È avvenuto allora che il presidente della Bocconi si prestò a introdurre in Italia misure di austerità draconiana imposte dall’Ue, all’indomani di un’opaca spirale speculativa innescata da un controverso accanimento da parte di Standard & Poor’s sul rating italiano. E la crisi che dall’autunno 2011 travolge le banche italiane che avevano resistito molto meglio di altre allo tsunami del 2008 non è quella che racconta il premier di allora: l’emergenza-liquidità che si trasmetteva dai titoli pubblici alle banche, cui ovviò la Bce (presieduta tuttavia da quella Mario Draghi che aveva co-firmato senza fiatare il diktat franco-tedesco a Roma). Il vero “suicidio” del sistema bancario italiano è iniziato quando la recessione indotta dall’austerity ha cominciato a gonfiare la bolla delle sofferenze creditizie: quelle che ora nessun fondo Atlante riuscirà a eliminare dai bilanci bancari italiani. 

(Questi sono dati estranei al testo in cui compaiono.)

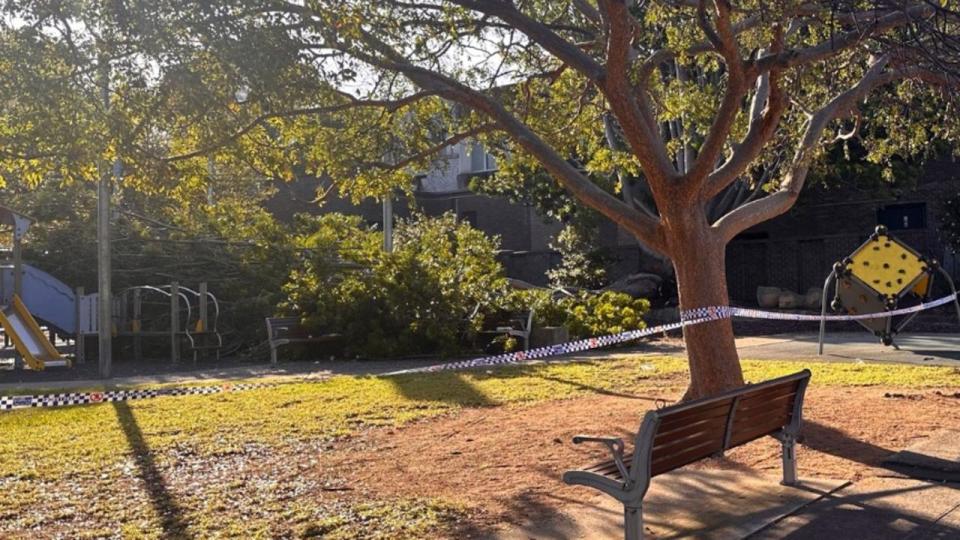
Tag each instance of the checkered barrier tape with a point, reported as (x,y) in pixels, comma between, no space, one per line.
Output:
(687,318)
(82,398)
(758,314)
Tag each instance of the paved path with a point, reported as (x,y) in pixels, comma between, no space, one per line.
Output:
(924,349)
(708,504)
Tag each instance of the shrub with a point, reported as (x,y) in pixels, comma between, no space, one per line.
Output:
(950,223)
(584,314)
(413,300)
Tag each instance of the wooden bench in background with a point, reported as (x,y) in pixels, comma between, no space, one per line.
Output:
(517,324)
(288,330)
(675,436)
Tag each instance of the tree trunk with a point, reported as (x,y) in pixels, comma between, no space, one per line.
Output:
(698,255)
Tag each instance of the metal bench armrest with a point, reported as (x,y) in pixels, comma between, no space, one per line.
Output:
(615,444)
(599,482)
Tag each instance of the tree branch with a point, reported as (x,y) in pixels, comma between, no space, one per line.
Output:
(777,203)
(389,105)
(631,107)
(540,33)
(645,228)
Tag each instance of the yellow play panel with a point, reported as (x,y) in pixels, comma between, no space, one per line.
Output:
(887,266)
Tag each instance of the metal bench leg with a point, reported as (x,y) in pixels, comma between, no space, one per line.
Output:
(788,443)
(633,522)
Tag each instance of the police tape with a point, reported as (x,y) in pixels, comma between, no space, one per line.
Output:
(687,318)
(84,398)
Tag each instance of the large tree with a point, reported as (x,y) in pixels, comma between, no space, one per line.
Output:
(706,116)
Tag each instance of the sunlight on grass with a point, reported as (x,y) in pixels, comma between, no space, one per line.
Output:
(87,451)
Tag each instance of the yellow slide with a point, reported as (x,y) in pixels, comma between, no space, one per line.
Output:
(29,340)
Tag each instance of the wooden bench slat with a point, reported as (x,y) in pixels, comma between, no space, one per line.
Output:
(689,429)
(685,433)
(673,420)
(745,406)
(755,432)
(715,431)
(679,459)
(765,393)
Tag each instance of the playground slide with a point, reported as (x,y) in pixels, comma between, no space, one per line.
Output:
(46,297)
(27,336)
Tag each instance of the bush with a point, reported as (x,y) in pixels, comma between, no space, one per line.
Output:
(584,314)
(413,300)
(950,223)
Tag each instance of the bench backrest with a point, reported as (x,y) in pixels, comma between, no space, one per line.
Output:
(518,320)
(285,327)
(688,432)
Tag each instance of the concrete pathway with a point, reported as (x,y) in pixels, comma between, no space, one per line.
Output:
(876,509)
(708,504)
(922,349)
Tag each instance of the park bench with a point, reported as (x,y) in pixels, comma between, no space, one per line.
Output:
(288,330)
(518,324)
(674,436)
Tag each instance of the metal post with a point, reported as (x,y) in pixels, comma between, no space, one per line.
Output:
(953,289)
(789,447)
(136,326)
(79,349)
(174,322)
(202,316)
(633,522)
(387,224)
(823,311)
(17,264)
(104,314)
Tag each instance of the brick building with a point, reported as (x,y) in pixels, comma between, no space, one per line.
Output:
(797,250)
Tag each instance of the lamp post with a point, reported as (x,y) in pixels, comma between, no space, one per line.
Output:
(104,304)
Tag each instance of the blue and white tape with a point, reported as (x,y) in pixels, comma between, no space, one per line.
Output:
(687,318)
(82,398)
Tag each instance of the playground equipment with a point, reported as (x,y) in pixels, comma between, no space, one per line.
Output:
(182,315)
(27,336)
(875,278)
(31,298)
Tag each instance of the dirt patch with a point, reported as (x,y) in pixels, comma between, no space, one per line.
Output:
(507,461)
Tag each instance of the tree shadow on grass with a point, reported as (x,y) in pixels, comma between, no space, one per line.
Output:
(597,389)
(835,442)
(446,387)
(164,504)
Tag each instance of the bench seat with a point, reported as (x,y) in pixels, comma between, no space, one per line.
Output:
(672,437)
(289,330)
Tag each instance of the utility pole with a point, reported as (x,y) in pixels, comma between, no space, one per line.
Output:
(388,224)
(104,295)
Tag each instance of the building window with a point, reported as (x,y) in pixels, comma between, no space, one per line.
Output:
(898,217)
(470,217)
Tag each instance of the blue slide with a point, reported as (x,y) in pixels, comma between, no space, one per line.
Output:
(45,296)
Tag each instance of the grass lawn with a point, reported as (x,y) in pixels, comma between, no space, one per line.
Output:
(250,463)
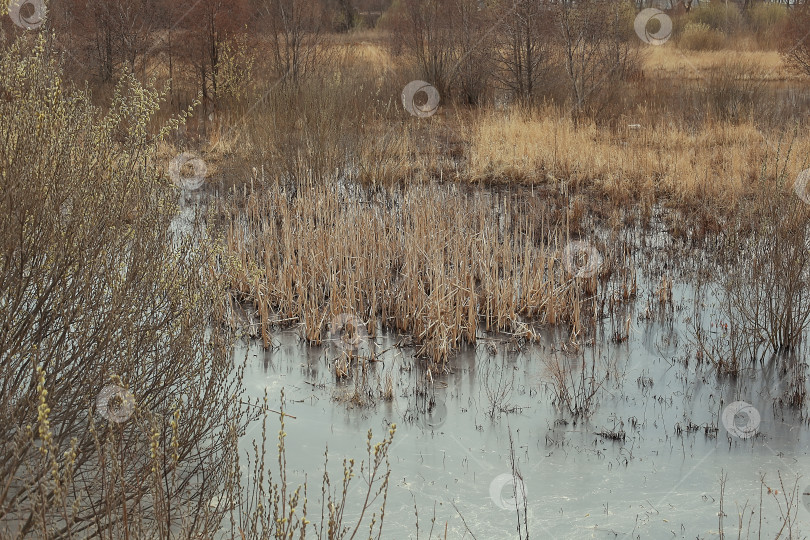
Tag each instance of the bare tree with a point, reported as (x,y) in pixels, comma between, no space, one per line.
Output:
(295,30)
(599,48)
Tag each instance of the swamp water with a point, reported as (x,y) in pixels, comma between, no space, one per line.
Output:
(646,463)
(661,480)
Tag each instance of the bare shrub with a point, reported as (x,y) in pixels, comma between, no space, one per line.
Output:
(96,293)
(765,283)
(599,48)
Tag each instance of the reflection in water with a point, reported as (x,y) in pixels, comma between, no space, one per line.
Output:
(451,453)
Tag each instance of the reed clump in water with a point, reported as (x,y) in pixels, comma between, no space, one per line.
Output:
(431,261)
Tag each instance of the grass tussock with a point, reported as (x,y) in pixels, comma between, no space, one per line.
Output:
(432,261)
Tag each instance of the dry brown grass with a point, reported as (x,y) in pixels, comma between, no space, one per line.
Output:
(722,163)
(429,261)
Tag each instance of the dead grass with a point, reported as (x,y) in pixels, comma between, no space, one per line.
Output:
(427,260)
(652,162)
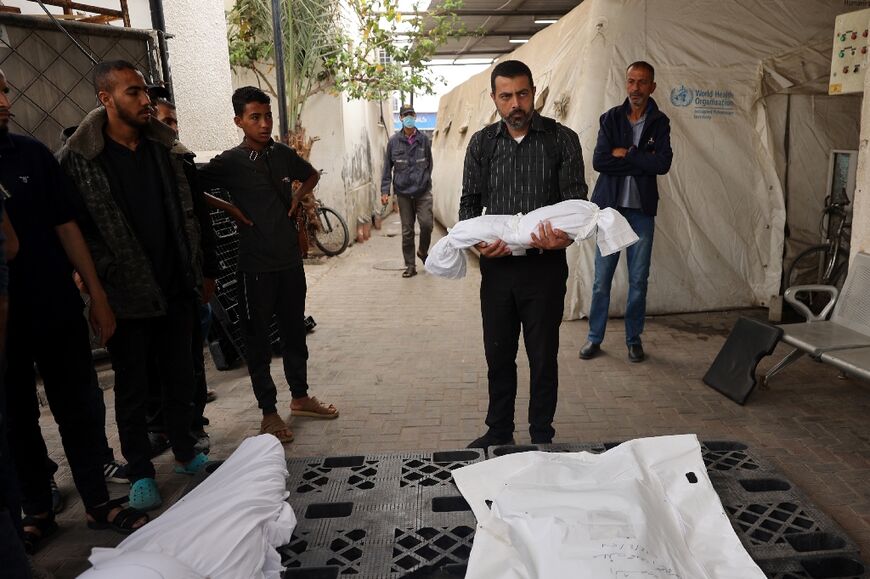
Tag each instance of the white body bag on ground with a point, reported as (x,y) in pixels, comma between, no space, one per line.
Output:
(226,528)
(579,219)
(632,511)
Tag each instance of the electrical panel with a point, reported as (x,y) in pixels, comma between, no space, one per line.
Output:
(850,58)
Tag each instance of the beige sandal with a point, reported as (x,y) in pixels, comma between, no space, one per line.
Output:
(273,424)
(313,408)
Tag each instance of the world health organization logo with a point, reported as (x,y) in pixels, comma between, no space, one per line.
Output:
(682,96)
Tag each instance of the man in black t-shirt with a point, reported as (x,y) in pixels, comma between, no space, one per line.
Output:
(46,329)
(143,226)
(258,175)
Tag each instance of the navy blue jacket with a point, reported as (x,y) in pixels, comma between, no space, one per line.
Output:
(650,158)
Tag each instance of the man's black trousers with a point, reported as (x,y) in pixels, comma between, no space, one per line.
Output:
(525,292)
(61,349)
(168,339)
(282,294)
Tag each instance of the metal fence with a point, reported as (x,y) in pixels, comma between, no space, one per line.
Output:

In secondo luogo – e anche su questo il racconto di Monti è del tutto opinabile – il calvario regolamentare delle banche italiane diventa definitivo nell’estate 2012. Sei mesi dopo il primo stress test Eba (sostanzialmente discriminatorio verso le banche italiane), la decisione del Consiglio Ue di avviare l’Unione bancaria – a valle del salvataggio delle banche spagnole – mette in cantiere la direttiva “bail in” che da mesi sta togliendo respiro ogni giorno al sistema creditizio italiano, in Borsa e fuori: imponendo risoluzioni e riassetti onerosissimi e vietando aiuti pubblici. Fino all’ennesimo luglio rovente.

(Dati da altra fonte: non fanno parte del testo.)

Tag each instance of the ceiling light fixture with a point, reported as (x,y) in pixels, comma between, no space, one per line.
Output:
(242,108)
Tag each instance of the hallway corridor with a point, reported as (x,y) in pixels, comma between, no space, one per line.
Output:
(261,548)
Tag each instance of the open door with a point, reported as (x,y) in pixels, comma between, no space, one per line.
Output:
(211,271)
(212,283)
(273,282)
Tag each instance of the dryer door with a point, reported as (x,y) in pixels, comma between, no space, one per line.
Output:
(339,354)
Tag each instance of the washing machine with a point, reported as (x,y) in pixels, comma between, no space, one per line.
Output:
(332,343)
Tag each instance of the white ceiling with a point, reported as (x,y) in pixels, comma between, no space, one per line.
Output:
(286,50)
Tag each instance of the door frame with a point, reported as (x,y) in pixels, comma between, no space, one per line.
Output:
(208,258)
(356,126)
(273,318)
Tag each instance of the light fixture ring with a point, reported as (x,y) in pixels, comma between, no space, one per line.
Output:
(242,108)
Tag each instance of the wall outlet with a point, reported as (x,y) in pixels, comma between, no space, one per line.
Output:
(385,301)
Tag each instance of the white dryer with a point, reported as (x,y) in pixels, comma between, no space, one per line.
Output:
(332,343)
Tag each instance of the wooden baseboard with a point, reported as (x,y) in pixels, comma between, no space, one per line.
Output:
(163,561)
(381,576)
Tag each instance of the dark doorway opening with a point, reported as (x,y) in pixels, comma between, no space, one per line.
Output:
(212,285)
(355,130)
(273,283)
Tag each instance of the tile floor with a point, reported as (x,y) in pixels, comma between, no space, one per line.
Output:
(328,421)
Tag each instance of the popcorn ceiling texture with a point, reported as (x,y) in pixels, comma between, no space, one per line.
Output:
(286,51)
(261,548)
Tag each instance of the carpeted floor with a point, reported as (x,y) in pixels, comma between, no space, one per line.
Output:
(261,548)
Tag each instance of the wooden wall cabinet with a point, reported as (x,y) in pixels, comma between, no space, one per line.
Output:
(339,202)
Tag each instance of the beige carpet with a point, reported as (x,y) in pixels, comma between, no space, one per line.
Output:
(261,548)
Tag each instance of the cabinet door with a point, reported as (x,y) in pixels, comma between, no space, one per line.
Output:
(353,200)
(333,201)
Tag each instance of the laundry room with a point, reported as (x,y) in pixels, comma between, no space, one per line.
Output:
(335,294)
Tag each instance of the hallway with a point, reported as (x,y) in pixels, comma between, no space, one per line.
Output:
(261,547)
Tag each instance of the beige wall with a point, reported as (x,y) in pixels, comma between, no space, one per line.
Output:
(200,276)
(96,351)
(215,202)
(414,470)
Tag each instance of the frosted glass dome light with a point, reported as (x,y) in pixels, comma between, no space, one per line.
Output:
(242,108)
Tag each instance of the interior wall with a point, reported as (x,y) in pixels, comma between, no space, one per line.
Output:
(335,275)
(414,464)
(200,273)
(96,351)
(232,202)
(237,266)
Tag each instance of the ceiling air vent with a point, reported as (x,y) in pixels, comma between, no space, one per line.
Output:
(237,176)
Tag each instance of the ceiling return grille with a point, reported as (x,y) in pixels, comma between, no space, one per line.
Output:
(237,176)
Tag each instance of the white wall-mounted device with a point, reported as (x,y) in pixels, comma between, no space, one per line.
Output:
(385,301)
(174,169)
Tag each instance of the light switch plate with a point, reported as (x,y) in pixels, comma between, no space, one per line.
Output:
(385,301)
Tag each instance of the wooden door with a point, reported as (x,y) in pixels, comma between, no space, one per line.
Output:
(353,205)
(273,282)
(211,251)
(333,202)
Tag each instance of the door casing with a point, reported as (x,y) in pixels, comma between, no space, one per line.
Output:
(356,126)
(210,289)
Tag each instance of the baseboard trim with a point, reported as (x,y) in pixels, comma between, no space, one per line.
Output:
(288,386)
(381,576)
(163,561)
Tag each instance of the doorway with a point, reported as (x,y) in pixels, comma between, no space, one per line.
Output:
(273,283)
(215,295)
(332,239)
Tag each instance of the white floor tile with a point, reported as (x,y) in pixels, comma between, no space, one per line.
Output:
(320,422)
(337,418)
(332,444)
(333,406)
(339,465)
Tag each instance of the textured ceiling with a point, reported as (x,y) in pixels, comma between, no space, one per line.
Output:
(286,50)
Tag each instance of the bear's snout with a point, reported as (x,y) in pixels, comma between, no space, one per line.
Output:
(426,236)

Ha ragione Monti a sottolineare che “il Paese non è stato preparato” alla nuova cornice: ma il primo che avrebbe dovuto prepararlo e non l’ha fatto è stato lui.  Ed è soprattutto irritante leggere la pretesa di Monti di aver voluto salvaguardare la sovranità nazionale, rifiutando di chiedere aiuti di Stato. La resa politico-diplomatica alle burocrazie di Bruxelles (da parte di un ex commissario Ue) è stata dichiarata proprio dal premier tecnico. Dal 2014 Renzi ci ha messo del suo nel non riuscire a riguadagnare un solo millimetro presso l’Ue, nonostante conflitti sanguinosi. Però se c’è una situazione che il premier in carica ha ragione di affermare di aver ereditato “dal passato” è l’autolesionismo del governo Monti sul piano delle regole bancarie.

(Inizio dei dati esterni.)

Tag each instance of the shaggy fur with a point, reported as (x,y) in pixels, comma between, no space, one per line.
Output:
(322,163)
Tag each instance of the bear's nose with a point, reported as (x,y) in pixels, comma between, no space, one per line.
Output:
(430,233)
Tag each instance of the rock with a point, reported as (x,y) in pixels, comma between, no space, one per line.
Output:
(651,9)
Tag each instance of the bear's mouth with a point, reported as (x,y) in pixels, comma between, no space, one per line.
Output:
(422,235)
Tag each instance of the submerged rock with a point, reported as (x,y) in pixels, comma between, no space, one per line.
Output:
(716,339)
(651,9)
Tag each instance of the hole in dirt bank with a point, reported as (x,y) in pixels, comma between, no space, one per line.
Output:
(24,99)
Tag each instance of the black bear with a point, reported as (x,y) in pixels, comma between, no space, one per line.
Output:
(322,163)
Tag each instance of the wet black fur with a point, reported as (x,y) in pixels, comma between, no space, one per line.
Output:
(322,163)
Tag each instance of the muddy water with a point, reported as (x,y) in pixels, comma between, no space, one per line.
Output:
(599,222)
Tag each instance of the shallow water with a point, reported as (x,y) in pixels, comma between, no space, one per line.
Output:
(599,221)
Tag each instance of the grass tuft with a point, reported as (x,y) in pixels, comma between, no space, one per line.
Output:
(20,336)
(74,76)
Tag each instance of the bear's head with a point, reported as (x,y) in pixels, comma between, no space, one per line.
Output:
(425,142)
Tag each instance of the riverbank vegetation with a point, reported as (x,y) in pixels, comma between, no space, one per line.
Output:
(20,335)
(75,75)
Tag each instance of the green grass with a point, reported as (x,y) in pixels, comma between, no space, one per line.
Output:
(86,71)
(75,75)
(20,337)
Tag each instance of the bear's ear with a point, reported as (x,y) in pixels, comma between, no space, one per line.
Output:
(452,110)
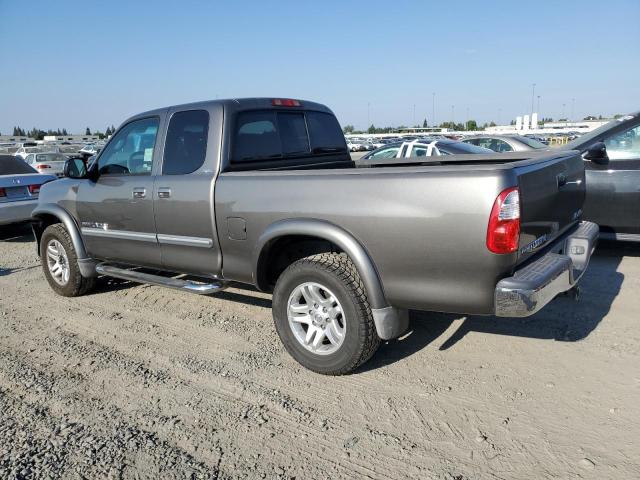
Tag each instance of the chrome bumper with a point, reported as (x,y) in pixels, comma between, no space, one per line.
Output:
(539,282)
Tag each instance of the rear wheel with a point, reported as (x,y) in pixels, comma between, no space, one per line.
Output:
(322,315)
(60,263)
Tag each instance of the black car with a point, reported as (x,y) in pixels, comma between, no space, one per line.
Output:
(613,177)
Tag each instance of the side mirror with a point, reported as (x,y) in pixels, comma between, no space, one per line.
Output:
(75,168)
(597,153)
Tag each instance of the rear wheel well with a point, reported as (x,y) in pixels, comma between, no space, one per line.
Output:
(281,252)
(40,223)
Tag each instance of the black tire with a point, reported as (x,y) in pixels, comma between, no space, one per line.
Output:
(337,273)
(77,284)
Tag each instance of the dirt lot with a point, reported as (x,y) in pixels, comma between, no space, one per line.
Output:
(137,381)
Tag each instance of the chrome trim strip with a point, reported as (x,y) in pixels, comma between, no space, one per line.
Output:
(186,241)
(122,234)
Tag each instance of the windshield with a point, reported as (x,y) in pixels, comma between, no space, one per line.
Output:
(10,165)
(453,148)
(532,142)
(584,140)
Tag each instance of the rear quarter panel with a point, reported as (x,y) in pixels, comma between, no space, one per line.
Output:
(424,227)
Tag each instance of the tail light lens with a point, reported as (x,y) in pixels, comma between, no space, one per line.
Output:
(285,102)
(503,233)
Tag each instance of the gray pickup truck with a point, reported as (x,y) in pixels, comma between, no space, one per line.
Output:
(263,192)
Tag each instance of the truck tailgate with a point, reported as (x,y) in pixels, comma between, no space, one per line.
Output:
(552,193)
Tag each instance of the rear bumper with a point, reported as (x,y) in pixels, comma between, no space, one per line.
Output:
(557,271)
(18,211)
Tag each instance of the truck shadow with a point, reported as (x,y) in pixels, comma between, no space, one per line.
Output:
(17,232)
(563,320)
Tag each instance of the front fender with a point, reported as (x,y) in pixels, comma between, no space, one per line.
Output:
(47,210)
(51,209)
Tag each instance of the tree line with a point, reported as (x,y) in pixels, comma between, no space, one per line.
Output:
(468,125)
(39,134)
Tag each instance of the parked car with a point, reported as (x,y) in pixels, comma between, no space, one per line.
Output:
(420,148)
(47,163)
(264,192)
(19,188)
(506,143)
(354,146)
(612,162)
(22,152)
(90,149)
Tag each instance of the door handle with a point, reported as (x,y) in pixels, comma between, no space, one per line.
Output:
(139,192)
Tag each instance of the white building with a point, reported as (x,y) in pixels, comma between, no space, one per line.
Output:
(524,125)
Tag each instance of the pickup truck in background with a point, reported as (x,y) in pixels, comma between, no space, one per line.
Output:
(612,163)
(263,192)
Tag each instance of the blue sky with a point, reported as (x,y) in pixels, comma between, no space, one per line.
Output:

P.S.: Monti non può fare a meno di ricordare che anche lui “si è ritrovato” la patata già allora grossa e bollente del Montepaschi. Lui che poteva, si limitò a sottoscrivere pochi Monti-bond: a posteriori del tutto inutili a risolvere la crisi già allora conclamata a Siena. In quattordici mesi di governo – praticamente con pieni poteri  e con l’autorevolezza  dell’economista e del tecnocrate Ue – avrebbe potuto come minimo  far chiarezza su quanto era avvenuto a Rocca Salimbeni. O per lo meno – allora, ma anche ora – avrebbe potuto dirci che idea si era fatto sulla responsabilità del crac che da anni e ancora in queste ore  sta avvelenando l’intera Azienda-Paese. Invece Monti, già a Natale, è stato il primo a contestare la provocazione di Renzi su una possibile commissione d’inchiesta sulle banche, dopo il dissesto di Etruria & C. 

Per fortuna di Monti, proprio a causa del caso Etruria, è molto difficile che Renzi stesso possa permettersi un’inchiesta puntata contro il passato recente. Ma la massima del governatore Guido Carli scagliata da Monti contro Renzi vale anche all’incontrario: “Gli italiani non sono dei cretini”. Vorrebbero certamente dei governanti o ex governanti più seri nel litigare sul risparmio e sul credito.